Skirt worn with paisley top

Project: Nifty & Neat skirt with added pockets
Pattern: Ottobre Woman 2/2013, #4
Size: 40
Fabric: Linen blend

Got back in the sewing room yesterday to sew up my new skirt. I wanted to wear it to church this morning, and managed to push through and finish.

Of course I changed a couple of things. ( :rolleyes: )

Obviously I added some pockets, and I couldn’t think of a reason in the world to line this skirt so I didn’t. The pockets are rounded with pleats and hold a cell phone handily.

Added front pockets

After I constructed the pockets, I held them in place on the skirt to decide where to put them.

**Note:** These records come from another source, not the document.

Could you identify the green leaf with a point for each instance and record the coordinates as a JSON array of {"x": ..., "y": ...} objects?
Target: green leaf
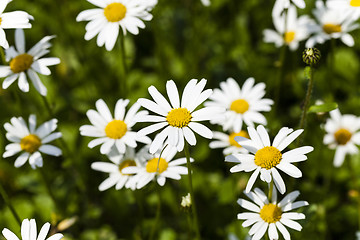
[{"x": 326, "y": 107}]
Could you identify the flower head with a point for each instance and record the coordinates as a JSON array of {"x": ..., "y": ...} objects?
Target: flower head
[
  {"x": 106, "y": 20},
  {"x": 241, "y": 104},
  {"x": 113, "y": 131},
  {"x": 29, "y": 232},
  {"x": 23, "y": 64},
  {"x": 265, "y": 158},
  {"x": 271, "y": 215},
  {"x": 342, "y": 134},
  {"x": 31, "y": 141},
  {"x": 16, "y": 19},
  {"x": 180, "y": 119}
]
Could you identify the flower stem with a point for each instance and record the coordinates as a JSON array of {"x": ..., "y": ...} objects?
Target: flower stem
[
  {"x": 193, "y": 204},
  {"x": 8, "y": 203}
]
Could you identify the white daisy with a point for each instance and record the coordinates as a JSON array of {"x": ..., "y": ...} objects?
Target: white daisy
[
  {"x": 179, "y": 119},
  {"x": 24, "y": 63},
  {"x": 342, "y": 134},
  {"x": 29, "y": 232},
  {"x": 242, "y": 104},
  {"x": 271, "y": 216},
  {"x": 113, "y": 14},
  {"x": 228, "y": 142},
  {"x": 296, "y": 29},
  {"x": 15, "y": 19},
  {"x": 159, "y": 167},
  {"x": 266, "y": 158},
  {"x": 113, "y": 131},
  {"x": 31, "y": 141},
  {"x": 117, "y": 178},
  {"x": 332, "y": 23}
]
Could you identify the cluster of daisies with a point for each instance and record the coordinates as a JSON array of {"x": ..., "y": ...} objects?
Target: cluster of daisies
[{"x": 333, "y": 20}]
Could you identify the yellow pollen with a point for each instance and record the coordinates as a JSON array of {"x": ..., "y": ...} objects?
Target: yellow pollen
[
  {"x": 331, "y": 28},
  {"x": 126, "y": 163},
  {"x": 30, "y": 143},
  {"x": 154, "y": 165},
  {"x": 355, "y": 3},
  {"x": 342, "y": 136},
  {"x": 115, "y": 12},
  {"x": 179, "y": 117},
  {"x": 239, "y": 106},
  {"x": 289, "y": 37},
  {"x": 268, "y": 157},
  {"x": 232, "y": 141},
  {"x": 270, "y": 213},
  {"x": 21, "y": 63},
  {"x": 116, "y": 129}
]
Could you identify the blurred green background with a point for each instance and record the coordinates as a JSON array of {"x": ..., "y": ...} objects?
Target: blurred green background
[{"x": 184, "y": 40}]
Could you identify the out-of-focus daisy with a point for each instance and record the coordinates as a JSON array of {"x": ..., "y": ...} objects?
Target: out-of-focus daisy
[
  {"x": 265, "y": 158},
  {"x": 24, "y": 63},
  {"x": 31, "y": 141},
  {"x": 342, "y": 134},
  {"x": 179, "y": 119},
  {"x": 332, "y": 23},
  {"x": 296, "y": 29},
  {"x": 15, "y": 19},
  {"x": 242, "y": 104},
  {"x": 106, "y": 20},
  {"x": 113, "y": 131},
  {"x": 159, "y": 167},
  {"x": 29, "y": 232},
  {"x": 116, "y": 177},
  {"x": 271, "y": 216},
  {"x": 228, "y": 142}
]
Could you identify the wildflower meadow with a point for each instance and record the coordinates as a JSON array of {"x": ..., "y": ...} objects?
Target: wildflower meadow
[{"x": 176, "y": 120}]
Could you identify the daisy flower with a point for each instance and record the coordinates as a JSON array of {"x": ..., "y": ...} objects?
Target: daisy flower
[
  {"x": 29, "y": 232},
  {"x": 116, "y": 177},
  {"x": 31, "y": 141},
  {"x": 241, "y": 104},
  {"x": 180, "y": 118},
  {"x": 113, "y": 131},
  {"x": 15, "y": 19},
  {"x": 22, "y": 63},
  {"x": 271, "y": 216},
  {"x": 296, "y": 29},
  {"x": 332, "y": 23},
  {"x": 265, "y": 158},
  {"x": 228, "y": 142},
  {"x": 106, "y": 20},
  {"x": 159, "y": 166},
  {"x": 342, "y": 134}
]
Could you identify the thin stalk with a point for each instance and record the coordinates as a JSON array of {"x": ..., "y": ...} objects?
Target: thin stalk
[
  {"x": 193, "y": 204},
  {"x": 8, "y": 203}
]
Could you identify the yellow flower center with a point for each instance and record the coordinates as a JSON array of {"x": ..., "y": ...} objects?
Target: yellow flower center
[
  {"x": 21, "y": 63},
  {"x": 355, "y": 3},
  {"x": 232, "y": 141},
  {"x": 30, "y": 143},
  {"x": 126, "y": 163},
  {"x": 156, "y": 165},
  {"x": 116, "y": 129},
  {"x": 179, "y": 117},
  {"x": 342, "y": 136},
  {"x": 268, "y": 157},
  {"x": 331, "y": 28},
  {"x": 289, "y": 37},
  {"x": 270, "y": 213},
  {"x": 114, "y": 12},
  {"x": 239, "y": 106}
]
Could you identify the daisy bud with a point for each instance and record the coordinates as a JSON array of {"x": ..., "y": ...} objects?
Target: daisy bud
[{"x": 311, "y": 56}]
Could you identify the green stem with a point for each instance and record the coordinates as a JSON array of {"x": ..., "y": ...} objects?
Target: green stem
[
  {"x": 193, "y": 204},
  {"x": 8, "y": 203}
]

I was a little worried about the gathers interfering with the pocket openings, but they look fine. (Probably my tum jutting out at just that spot helps a lot.)

Speaking of the gathers, I was tempted to skip them. The darts are marked on the pattern so that you can add them to the lining. It would have been very easy to sew those on the skirt instead of the gathers. In the interest of following the magazine as much as possible, I used them.

In back I installed the invisible zipper incorrectly. It went in easily enough, but I finished off the back waistband entirely wrong due to my apparent inability to follow written instructions. I searched the instructions over several times trying to figure out what to do, but finally gave up and finished it as I would a lapped zipper. It’s okay, but bringing the zipper up to the top of the waistband (PROPERLY!) would have been much better.


I feel kinda stupid now that I’ve located the instructions… :blush:


It won’t stop me from wearing and liking the skirt!

Salvage job

Project: Chambray skirt
Pattern: Simplicity 5723
Size: 14 1/2
Fabric: 100% cotton from stash

Some projects just don’t turn out like you planned. Agreed? This is one of those

Chambray skirt

It being summer and my requiring appropriately-pocketed dresses had me perusing sewing blogs for inspiration.  I found this 1964 vintage dress pattern at A Dress A Day, and it looked perfect–not too full, waistline seam, cap sleeves.  All I had to do was add some pockets, which I’ve done plenty of times.

An Etsy vendor offered the pattern in my size and I quickly clicked “Add to cart”. When it arrived, I *knew* I had found the holy grail of summer dresses.

When something seems to be too good to be true, it usually is, right?

The completed dress was the most unflattering rag I have put on in a long time!  I joke about having prison matron tastes, but that dress was beyond anything even *I* could consider wearing outside my sewing room.  Though it looked a lot like the vintage Vogue 7618 dress I made a while back, it was much less flattering thanks to the higher neckline and the plain chambray fabric.

The offensive beast didn’t hit the trash can immediately because I loved the skirt!  Like any sewing wo/man with a sharp seam ripper, I considered the options:   I could recut the bodice from a flattering pattern.  I could modify the neckline.  I could sew on a scarf to decorate the boring neckline.

In the end, the easiest thing to do was to simply cut off the bodice and let it be a skirt.

Now I’m back on the hunt for a summer dress pattern with pockets.  I’ll let you know if I come up with anything.